«Per tutte le persone che hanno perso qualcuno, il cammino non sarà più lo stesso»

Sono centinaia le persone che oggi a Crans-Montana hanno partecipato alla messa dedicata alle vittime della tragedia di Capodanno.
Sono centinaia le persone che oggi a Crans-Montana hanno partecipato alla messa dedicata alle vittime della tragedia di Capodanno.
CRANS-MONTANA - Centinaia di persone hanno assistito oggi a Crans-Montana (VS) a una messa presieduta dal vescovo di Sion, monsignor Jean-Marie Lovey, in memoria delle vittime dell'incendio di Capodanno. La cappella era gremita e molte persone hanno seguito la messa all'esterno.
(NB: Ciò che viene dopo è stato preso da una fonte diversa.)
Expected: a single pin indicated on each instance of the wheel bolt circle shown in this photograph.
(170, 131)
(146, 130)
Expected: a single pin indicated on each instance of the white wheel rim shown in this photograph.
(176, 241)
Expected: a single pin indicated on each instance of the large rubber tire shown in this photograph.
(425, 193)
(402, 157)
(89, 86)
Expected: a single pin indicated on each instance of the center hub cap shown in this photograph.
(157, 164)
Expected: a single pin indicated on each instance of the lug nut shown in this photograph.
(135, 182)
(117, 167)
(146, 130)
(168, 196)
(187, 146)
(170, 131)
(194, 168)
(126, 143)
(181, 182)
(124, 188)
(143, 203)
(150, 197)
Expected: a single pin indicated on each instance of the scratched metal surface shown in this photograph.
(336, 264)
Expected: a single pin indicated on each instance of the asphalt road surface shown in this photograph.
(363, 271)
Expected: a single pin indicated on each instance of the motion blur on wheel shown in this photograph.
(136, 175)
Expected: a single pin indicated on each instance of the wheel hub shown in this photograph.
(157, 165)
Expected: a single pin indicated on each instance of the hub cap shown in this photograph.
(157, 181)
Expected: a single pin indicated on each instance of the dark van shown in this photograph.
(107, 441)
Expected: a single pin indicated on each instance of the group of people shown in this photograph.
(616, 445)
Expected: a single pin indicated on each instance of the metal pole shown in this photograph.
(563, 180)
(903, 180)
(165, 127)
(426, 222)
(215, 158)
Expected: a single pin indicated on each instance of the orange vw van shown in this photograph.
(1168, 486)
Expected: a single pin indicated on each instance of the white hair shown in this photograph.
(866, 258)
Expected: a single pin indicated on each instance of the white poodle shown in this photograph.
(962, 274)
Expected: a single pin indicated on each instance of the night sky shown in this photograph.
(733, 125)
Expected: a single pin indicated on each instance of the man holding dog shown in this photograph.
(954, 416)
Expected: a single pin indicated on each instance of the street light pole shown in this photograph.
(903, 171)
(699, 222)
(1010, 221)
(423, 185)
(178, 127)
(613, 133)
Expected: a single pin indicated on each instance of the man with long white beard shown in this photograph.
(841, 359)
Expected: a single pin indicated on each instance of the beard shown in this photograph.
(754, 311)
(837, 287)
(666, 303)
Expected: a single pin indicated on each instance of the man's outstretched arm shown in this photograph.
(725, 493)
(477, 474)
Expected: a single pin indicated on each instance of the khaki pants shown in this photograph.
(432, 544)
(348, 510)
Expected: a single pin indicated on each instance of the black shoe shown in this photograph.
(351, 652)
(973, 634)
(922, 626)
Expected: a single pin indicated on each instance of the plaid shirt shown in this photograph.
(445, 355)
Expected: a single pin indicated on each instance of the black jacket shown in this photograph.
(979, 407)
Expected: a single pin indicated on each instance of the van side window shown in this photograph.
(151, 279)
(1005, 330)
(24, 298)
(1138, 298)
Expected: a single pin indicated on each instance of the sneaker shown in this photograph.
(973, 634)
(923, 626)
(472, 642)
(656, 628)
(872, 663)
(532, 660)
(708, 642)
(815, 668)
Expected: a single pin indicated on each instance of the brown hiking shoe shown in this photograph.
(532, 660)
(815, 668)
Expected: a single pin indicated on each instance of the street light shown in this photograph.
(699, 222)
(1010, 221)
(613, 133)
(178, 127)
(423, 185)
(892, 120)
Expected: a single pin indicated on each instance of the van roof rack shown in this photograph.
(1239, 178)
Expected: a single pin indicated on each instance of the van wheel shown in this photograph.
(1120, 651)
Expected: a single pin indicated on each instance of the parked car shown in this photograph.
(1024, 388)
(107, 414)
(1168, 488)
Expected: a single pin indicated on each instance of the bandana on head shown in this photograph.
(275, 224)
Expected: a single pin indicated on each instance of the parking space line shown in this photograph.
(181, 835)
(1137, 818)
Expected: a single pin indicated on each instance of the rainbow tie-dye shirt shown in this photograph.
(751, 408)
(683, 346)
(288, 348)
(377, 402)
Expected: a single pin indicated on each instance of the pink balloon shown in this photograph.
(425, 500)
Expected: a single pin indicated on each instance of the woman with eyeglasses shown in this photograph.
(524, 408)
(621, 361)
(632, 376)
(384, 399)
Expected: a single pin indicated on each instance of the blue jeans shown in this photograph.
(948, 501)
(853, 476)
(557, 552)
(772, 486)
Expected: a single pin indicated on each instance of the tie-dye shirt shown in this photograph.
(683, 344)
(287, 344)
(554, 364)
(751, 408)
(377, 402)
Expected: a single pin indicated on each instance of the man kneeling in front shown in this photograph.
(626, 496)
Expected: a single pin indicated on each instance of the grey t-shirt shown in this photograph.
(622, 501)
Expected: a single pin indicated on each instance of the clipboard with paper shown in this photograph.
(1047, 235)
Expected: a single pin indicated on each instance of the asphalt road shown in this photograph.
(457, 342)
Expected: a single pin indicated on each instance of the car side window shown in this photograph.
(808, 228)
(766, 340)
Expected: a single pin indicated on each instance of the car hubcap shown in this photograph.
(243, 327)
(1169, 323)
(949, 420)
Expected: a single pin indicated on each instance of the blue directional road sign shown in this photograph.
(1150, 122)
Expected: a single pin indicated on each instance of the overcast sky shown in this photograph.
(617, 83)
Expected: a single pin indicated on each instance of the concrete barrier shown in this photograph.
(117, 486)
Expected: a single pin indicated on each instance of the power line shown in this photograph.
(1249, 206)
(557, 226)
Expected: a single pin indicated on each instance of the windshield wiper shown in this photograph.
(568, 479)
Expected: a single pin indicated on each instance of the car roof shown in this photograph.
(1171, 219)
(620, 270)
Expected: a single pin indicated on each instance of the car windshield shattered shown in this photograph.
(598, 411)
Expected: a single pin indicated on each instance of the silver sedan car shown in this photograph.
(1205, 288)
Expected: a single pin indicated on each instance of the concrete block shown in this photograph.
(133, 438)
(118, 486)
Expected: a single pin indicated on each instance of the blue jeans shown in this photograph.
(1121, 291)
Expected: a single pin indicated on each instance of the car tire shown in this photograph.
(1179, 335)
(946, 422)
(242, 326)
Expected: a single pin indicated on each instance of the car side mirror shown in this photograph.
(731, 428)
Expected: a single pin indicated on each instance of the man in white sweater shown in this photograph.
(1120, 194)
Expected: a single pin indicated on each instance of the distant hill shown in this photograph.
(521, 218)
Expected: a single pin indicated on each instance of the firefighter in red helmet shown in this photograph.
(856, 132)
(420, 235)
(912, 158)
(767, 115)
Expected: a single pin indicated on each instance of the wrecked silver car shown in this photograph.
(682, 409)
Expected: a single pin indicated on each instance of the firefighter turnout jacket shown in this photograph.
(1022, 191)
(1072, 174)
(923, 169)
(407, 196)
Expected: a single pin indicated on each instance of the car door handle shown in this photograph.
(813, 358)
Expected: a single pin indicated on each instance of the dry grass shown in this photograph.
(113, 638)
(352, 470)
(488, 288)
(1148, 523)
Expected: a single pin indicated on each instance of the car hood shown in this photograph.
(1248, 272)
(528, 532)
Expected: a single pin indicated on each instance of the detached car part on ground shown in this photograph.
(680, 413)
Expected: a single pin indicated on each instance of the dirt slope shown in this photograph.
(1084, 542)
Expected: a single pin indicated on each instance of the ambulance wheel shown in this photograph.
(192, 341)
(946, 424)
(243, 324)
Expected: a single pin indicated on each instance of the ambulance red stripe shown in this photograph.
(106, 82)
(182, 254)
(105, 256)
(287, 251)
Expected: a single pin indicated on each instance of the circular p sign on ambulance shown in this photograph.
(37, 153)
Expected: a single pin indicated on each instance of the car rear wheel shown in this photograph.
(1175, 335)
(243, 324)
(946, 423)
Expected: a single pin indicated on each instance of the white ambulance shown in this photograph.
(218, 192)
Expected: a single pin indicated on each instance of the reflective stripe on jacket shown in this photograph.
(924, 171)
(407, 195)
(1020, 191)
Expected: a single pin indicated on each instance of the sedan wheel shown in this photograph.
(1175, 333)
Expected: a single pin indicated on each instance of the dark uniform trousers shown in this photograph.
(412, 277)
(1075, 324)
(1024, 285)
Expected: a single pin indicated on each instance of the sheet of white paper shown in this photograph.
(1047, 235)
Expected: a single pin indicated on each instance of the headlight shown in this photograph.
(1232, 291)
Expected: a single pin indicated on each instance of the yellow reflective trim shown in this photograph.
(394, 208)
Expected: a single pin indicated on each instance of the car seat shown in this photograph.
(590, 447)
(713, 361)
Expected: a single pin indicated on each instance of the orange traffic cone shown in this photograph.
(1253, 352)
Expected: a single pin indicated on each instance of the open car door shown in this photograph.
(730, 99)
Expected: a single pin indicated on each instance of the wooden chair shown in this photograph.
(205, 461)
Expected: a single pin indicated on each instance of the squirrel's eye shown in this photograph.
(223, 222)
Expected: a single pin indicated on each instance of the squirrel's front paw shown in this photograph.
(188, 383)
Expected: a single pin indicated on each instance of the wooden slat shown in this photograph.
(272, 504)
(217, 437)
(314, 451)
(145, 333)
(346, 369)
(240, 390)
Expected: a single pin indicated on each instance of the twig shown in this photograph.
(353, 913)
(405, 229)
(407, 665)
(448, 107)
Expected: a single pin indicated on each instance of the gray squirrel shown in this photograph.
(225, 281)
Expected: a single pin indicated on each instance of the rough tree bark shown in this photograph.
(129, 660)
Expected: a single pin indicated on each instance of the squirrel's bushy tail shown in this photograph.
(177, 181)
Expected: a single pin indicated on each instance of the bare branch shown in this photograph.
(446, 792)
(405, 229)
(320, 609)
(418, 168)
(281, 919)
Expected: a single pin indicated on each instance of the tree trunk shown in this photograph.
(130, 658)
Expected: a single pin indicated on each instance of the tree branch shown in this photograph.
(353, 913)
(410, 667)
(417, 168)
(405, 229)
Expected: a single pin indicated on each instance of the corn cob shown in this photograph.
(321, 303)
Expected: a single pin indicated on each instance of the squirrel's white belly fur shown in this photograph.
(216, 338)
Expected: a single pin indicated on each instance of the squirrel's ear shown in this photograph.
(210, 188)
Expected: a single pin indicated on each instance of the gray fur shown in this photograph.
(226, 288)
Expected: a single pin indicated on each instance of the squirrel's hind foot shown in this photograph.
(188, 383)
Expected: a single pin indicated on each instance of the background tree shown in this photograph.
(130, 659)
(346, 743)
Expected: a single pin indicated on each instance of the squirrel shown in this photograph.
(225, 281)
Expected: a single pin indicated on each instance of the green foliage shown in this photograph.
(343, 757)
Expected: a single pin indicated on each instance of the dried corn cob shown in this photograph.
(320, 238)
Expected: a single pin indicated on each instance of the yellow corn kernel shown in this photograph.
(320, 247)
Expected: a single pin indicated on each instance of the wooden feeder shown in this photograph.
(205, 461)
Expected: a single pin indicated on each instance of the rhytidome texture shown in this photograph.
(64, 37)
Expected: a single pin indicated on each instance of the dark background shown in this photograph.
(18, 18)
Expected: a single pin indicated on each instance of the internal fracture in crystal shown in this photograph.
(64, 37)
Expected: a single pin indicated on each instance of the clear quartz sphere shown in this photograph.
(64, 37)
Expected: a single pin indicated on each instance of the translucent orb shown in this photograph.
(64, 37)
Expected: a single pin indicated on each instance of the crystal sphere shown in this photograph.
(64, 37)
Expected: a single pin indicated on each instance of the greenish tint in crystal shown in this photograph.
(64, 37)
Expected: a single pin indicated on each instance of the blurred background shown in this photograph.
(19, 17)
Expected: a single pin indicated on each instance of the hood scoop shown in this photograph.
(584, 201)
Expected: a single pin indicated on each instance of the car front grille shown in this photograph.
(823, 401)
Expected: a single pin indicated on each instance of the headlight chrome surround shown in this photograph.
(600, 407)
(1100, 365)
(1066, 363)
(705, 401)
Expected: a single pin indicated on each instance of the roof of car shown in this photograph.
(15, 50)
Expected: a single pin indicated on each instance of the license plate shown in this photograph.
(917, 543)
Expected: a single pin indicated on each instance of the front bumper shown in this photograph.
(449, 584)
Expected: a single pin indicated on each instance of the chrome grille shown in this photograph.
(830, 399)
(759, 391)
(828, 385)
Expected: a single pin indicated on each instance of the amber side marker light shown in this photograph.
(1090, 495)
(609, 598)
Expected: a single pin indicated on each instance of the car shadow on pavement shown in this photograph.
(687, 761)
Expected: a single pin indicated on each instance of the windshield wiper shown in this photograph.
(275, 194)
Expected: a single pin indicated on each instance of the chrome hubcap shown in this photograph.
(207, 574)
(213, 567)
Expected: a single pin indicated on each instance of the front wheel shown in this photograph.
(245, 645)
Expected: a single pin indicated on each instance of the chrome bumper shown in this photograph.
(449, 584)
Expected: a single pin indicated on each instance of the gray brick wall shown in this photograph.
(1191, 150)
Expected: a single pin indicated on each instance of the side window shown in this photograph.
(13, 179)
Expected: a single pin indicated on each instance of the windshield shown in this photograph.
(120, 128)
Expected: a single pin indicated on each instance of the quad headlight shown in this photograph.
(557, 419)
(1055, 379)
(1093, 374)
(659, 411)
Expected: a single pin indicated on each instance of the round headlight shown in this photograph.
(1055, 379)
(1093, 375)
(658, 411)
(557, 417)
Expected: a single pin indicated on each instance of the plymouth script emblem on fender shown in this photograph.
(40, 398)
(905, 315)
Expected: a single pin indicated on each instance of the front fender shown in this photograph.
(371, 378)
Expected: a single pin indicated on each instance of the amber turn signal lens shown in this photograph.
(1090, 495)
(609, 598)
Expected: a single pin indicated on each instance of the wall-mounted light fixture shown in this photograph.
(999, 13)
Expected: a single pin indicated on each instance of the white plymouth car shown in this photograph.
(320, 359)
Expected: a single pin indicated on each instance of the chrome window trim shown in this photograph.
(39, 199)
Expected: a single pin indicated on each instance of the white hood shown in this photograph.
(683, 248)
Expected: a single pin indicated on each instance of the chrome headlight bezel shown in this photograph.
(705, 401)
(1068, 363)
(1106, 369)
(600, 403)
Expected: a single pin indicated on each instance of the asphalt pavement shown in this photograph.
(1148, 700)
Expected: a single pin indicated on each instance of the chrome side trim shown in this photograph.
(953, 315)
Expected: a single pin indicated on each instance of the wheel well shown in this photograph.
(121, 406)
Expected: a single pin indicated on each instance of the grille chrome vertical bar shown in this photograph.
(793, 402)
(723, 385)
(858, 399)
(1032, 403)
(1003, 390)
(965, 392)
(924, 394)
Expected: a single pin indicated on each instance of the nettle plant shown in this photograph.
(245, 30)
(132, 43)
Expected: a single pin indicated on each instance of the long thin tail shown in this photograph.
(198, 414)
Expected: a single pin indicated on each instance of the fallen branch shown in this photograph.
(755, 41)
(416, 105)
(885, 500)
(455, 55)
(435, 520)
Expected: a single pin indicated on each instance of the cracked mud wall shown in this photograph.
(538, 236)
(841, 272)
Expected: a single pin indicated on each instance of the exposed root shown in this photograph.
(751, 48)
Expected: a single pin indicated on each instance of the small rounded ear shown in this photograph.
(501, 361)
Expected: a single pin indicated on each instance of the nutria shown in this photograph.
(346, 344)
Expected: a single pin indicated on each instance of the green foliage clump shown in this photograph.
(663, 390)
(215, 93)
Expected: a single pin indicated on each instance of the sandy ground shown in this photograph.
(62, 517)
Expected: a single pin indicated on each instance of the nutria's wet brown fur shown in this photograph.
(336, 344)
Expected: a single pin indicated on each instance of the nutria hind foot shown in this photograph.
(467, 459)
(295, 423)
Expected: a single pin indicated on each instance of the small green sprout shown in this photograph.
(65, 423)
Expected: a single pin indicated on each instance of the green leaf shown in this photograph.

«Papa Leone IV si unisce al nostro dolore. Con un messaggio commovente desidera manifestare la sua compassione e sollecitudine alle famiglie», ha detto il vescovo, commentando un messaggio ricevuto dal Pontefice per la messa.
«Per tutte le persone che hanno perso qualcuno - ha aggiunto Monsignor Lovey - il cammino non sarà più lo stesso. (...) Che la luce dall'alto vi preservi sempre e ovunque».
«Il nostro sconvolgimento arriva dal dramma di questo terribile incendio. Così come i Magi fanno affidamento sulla stella cometa per rischiarare il cammino, possiamo noi trovare una luce per rischiarare il nostro cammino. Chiediamo la grazia di essere portatori di luce di fronte alle tenebre per le persone che ora si trovano nell'oscurità».
Diversi rappresentanti religiosi - Alla celebrazione erano presenti diversi rappresentanti religiosi, tra cui il presidente della Conferenza dei vescovi svizzeri (CVS) Charles Moreror e monsignor Alain de Raemy, vescovo di Lugano. Vi hanno partecipato anche il pastore di Montana Stephan Kronbichler e il presidente del Sinodo svizzero Gilles Cavin.
Tra i presenti figuravano anche membri del Consiglio di Stato vallesano, il comandante della polizia cantonale Frédéric Gisler, il procuratore generale Beatrice Pilloud e l'ambasciatore italiano in Svizzera Gian Lorenzo Cornado. Era presente anche l'ex consigliera federale Micheline Calmey-Rey, originaria del Vallese.
Nella cappella Saint-Christophe a Crans erano disponibili poco più di 300 posti a sedere. Ma più di un centinaio di persone hanno assistito alla messa dall'esterno dell'edificio, al freddo.
Dopo la cerimonia è seguita una marcia silenziosa verso il centro di Crans-Montana che ha riunito più di un migliaio di persone.